# Opening an NIB Savings Account



## homer911 (22 Apr 2008)

I have my current account and mortgage with NIB and for convenience want to open a savings account.  For some weird reason I have to make an appointment with a Financial Adviser!!  I recently opened a fixed term account with Anglo - just filled in the form and popped it in the post (with supporting docs)!  Do NIB not want my business?


----------



## my2leftfeet (22 Apr 2008)

They have a number of new accounts [prestige?] ... so may be trying to sell you one of those.


----------



## Erasure (22 Apr 2008)

NIB are probably going to lose alot of business with their procedures for opening bank accounts and applying for loans.  I know we went with Halifax for a car loan after attempting to fill in a ridiculous form to apply for a loan with NIB - i also decided not to open a current account with them for the same reason


----------



## oldtimer (22 Apr 2008)

Why are  you going to NIB to open a savings account?
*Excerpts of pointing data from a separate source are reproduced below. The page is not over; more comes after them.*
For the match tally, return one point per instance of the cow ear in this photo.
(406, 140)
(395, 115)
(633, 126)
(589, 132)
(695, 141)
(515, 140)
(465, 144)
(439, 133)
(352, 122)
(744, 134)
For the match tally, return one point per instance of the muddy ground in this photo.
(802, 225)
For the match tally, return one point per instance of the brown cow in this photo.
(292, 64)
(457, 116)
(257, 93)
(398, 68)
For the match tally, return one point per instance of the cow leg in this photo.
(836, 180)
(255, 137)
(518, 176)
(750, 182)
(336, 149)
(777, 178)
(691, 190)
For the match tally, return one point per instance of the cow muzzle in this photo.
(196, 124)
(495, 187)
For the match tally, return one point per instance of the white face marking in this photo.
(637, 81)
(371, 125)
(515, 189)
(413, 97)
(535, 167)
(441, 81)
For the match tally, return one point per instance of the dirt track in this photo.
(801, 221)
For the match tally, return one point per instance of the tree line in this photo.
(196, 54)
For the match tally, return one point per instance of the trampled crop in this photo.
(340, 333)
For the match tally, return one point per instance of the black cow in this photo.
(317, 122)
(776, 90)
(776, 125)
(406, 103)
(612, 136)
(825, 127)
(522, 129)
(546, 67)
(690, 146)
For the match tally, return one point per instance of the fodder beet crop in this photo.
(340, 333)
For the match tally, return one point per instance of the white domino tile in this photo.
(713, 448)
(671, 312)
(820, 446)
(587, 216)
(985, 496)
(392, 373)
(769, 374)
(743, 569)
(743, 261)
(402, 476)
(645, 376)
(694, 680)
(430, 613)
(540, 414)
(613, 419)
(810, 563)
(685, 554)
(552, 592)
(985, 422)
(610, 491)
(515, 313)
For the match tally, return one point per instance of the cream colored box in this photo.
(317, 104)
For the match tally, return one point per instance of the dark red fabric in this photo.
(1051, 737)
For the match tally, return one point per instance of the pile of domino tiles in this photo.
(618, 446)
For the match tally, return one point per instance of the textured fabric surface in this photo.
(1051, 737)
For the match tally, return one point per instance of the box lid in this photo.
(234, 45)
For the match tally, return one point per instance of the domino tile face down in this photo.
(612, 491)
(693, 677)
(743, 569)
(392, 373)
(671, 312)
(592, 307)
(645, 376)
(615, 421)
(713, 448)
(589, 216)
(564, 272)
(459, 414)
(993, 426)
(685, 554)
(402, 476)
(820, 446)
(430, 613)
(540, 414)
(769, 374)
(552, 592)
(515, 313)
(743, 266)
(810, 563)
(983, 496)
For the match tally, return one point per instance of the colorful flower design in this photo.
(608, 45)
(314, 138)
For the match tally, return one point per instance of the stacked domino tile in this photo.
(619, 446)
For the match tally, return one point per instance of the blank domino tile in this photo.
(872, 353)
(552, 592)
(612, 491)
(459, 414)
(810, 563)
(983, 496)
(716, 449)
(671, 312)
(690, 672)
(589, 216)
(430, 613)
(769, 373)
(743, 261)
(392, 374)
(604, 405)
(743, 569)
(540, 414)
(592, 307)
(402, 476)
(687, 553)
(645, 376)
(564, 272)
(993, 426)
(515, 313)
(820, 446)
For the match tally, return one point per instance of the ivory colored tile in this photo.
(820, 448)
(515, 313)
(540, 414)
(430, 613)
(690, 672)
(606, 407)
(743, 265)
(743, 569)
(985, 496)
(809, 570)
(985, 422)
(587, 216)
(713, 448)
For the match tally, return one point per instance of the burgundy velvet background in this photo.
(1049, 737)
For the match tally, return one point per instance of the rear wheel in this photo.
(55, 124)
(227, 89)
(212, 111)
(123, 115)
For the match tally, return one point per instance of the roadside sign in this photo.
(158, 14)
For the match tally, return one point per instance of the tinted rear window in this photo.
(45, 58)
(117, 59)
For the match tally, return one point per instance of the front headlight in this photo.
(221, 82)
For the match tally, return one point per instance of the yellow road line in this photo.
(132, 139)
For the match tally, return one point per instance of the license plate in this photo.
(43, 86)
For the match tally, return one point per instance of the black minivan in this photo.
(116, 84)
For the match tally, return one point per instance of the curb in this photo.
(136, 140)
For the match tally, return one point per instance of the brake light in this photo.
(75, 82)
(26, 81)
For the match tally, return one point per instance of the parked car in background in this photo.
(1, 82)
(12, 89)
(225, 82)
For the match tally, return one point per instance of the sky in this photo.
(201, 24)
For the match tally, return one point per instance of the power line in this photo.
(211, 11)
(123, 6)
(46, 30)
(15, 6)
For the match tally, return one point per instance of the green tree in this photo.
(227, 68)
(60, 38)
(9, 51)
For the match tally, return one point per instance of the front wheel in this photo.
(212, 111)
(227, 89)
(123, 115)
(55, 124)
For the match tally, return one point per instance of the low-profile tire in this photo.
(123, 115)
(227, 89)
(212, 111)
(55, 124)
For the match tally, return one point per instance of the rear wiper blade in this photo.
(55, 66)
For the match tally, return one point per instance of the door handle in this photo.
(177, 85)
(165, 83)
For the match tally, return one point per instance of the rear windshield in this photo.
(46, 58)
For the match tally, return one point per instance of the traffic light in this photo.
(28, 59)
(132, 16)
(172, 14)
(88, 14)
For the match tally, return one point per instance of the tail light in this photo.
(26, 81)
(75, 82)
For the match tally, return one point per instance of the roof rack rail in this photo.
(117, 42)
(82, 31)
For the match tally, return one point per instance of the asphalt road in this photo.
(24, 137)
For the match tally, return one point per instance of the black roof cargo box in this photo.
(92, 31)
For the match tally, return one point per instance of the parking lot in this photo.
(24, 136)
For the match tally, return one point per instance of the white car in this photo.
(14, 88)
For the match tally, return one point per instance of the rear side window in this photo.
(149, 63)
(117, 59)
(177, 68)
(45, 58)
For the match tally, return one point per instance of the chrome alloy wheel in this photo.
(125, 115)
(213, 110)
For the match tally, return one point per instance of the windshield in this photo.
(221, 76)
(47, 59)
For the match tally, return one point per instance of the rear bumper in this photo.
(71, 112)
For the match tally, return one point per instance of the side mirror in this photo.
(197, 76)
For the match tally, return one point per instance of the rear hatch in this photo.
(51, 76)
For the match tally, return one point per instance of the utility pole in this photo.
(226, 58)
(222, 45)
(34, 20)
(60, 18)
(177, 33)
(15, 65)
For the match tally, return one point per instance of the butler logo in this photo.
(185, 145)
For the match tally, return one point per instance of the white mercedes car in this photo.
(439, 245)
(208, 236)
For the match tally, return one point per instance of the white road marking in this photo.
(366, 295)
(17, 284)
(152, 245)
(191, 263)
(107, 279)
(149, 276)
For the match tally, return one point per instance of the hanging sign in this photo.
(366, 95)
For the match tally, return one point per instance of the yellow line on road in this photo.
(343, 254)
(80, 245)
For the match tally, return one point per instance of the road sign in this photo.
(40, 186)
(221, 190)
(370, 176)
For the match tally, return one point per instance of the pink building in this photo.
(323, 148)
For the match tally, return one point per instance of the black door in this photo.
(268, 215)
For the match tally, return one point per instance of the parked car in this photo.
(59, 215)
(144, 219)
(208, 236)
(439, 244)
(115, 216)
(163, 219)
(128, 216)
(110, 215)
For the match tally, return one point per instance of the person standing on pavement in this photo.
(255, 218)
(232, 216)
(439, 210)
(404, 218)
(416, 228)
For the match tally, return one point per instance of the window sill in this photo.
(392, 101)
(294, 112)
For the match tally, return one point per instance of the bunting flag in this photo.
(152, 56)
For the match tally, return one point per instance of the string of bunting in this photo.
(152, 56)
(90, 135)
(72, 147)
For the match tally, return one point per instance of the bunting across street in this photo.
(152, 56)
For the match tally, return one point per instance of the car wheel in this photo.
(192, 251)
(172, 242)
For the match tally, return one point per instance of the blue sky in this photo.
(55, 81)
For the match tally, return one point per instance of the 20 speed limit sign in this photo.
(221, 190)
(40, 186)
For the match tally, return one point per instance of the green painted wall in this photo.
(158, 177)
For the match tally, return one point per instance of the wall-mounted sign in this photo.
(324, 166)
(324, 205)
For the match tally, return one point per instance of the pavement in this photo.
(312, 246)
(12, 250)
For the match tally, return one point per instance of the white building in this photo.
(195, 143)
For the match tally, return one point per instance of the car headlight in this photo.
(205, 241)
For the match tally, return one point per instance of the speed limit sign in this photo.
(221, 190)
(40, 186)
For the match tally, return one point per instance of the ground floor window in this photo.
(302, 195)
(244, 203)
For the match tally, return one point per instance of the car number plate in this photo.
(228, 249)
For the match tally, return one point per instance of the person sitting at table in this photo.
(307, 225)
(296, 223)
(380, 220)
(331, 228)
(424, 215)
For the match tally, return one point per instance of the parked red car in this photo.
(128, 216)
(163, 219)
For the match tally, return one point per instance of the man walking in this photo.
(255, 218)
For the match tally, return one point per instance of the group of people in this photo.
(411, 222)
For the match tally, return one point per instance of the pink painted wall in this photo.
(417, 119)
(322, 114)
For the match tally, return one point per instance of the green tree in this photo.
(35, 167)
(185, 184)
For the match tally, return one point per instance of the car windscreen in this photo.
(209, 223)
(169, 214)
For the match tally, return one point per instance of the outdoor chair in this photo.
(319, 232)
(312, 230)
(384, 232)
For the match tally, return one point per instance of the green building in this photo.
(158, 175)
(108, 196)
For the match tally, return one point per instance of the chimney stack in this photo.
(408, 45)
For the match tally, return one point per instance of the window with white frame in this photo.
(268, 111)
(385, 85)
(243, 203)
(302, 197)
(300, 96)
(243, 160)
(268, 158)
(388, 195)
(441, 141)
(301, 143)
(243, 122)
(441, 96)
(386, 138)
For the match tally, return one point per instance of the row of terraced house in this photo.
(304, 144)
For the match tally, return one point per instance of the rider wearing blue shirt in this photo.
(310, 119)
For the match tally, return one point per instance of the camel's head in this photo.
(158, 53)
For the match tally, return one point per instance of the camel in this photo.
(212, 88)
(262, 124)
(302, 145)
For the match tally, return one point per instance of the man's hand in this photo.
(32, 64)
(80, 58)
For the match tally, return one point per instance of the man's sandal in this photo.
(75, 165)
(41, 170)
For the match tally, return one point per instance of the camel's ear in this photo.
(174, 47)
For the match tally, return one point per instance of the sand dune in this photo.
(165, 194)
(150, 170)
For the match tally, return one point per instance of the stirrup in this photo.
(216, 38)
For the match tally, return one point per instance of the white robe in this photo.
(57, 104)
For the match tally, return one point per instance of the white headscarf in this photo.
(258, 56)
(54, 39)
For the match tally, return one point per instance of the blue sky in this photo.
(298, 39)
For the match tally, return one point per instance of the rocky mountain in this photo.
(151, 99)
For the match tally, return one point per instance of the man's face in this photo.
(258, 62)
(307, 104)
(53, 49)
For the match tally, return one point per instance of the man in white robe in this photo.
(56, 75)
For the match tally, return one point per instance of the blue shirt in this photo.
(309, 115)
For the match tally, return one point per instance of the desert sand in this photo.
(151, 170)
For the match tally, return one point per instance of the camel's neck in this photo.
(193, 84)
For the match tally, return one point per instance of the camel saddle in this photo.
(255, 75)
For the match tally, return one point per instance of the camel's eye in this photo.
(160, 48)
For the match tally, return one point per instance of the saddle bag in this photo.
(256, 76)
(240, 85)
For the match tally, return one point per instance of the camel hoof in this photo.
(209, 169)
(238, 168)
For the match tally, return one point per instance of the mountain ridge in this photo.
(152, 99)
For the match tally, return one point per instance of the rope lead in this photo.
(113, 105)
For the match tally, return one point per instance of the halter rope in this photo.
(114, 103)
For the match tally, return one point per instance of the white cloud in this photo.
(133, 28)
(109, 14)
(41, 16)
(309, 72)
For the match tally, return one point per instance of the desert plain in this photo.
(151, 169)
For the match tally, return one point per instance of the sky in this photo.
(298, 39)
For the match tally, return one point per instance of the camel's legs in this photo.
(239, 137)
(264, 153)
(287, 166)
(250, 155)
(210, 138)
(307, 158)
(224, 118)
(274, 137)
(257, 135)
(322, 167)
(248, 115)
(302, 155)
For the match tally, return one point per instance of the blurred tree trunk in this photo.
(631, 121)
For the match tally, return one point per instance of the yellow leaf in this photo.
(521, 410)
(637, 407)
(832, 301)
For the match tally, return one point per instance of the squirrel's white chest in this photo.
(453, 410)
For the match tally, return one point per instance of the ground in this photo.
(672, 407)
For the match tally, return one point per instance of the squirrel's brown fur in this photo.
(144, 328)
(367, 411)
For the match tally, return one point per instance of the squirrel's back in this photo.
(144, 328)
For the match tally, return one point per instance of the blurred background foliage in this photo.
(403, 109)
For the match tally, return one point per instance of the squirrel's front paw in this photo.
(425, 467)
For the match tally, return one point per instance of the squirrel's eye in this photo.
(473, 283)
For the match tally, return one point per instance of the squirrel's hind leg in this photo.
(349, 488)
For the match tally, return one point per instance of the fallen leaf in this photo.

Remember you get no thanks for showing loyalty to a bank. From what I know their savings rates are not attractive. The best is their wrongly worded ''regular saver account'' which currently pays 4.50% up to €50,000 - and I think they intend reducing that rate on 30th April. Have a look at the best buys on this forum and you will see there are better rates. Don't let them talk you into something you can get better elsewhere.


----------



## Fanny (22 Apr 2008)

However, investing a lump sum into a savings account with them carries the lowest risk compared to the Irish banks where you will only get 90% back. I know about Northern Rock but some of us prefer walking into a branch. They play it very safe with all the documents they ask for alright. Just in the middle of opening a current Easy Trade account with them. Hope they don't put all the information on a laptops now and have them stolen! I understand the concerns...

Fanny


----------



## homer911 (23 Apr 2008)

Just back from the bank

I already have current account and custody account, but need to have ready access to money in order to buy additional shares and didnt want to leave it in my current account.  They also have an online mechanism of alerting you if you have insufficient funds in your current account on any given day - they give you time to lodge money to your current account on the day (transfer from savings account?) to avoid going overdrawn

I dont plan on putting big money in the account, and yes, I was told the rate will drop to 3% on 1st May.

While its nice to actually be treated like a customer, I would much prefer to just fill out a form and drop it in their letterbox or in the post


----------



## Alex (23 Apr 2008)

i closed my nib savings account a couple of years ago due to the terrible interest rate. tbh, i'm glad that i did.


----------